Já podemos falar a sério sobre o terrorismo?

Após uma longa semana de alvoroço por conta de uma suposta tentativa de praticar um ato de terrorismo, retomámos novamente o silêncio e a monotonia tão típicos dos dias comuns. De facto, não tentamos negar a gravidade dos atos cometidos na sua forma tentada, mas consideramos que foi imprudente ou, no mínimo, precipitado a sua categorização como terrorismo, esquecendo ações que têm sido recorrentes nas últimas semanas e cujo potencial é muito mais daninho que ações isoladas de um indivíduo só. Novamente, recordamos que não tentamos desculpabilizar qualquer ato que causa ou pretende causar um dano a qualquer ser humano, apenas alertar que há outros casos que se inserem muito melhor no quadro do terrorismo ou do ciberterrorismo, mas que, por qualquer motivo, têm passado pelos pingos da chuva da apreensão geral, ainda que noticiados abertamente nos meios de comunicação.

Falamos dos atentados contra as páginas web da Assembleia da República que evidenciam uma oposição à soberania nacional e a todo o Estado português (cidadãos incluídos); falamos do caso dos ataques à imprensa, perpetuados por grupos de piratas informáticos com profundo desrespeito pela liberdade, ou dos ataques executados contra redes de comunicação móvel, demonstradores da intolerância perante a vida humana e das relações estabelecidas. Se é verdade que muitos destes ataques não tiveram uma influência direta particularmente grave na vida das pessoas, não podemos negar que o país, aos olhos da globalidade em que estamos inseridos, viu a sua imagem enfraquecida. Contudo, em consequência particularmente do atentado contra as redes móveis de comunicação, comprovadamente que houve falhas na comunicação, nomeadamente com hospitais: quantas pessoas terão tido atrasos no atendimento que, se não foram já nefastos, poderão revelar essa nocividade a médio-longo prazo; e podemos ainda interrogar: quantas pessoas terão sido vítimas de agressão, no seio familiar ou não, por não conseguir contactar as autoridades, ou quantas pessoas não se terão conseguido despedir pela última vez dos seus entes queridos?

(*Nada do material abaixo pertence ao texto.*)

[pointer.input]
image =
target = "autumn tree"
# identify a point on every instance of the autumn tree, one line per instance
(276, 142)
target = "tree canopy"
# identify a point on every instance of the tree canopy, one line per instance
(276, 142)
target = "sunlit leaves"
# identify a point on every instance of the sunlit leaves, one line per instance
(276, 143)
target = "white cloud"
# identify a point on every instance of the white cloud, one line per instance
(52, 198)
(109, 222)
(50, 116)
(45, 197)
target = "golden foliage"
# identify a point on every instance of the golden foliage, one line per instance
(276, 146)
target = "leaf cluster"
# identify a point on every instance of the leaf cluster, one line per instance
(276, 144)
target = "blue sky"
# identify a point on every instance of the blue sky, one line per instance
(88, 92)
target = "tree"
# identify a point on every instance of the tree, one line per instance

Portanto, vemos que os atos, ainda que não sejam inauditos, não têm sido escrutinados da melhor forma, não têm sido enquadrados no âmbito do terrorismo, apenas porque não é executado com armas, considerados idóneos, ou, ainda, não mataram ninguém. Mas quando atacarem as reservas de água neste período de seca que temos vivido, ou virmos afetadas as redes de energia que alimentam as nossas casas ou os nossos hospitais, e verificarmos as primeiras vítimas mortais, talvez possamos abrir os olhos e ter uma discussão a sério acerca do terrorismo, com verdadeiros especialistas, e não com tudólogos que, acreditando saber tudo, revelam a sua ignorância ao não dizer nada que se aproveite.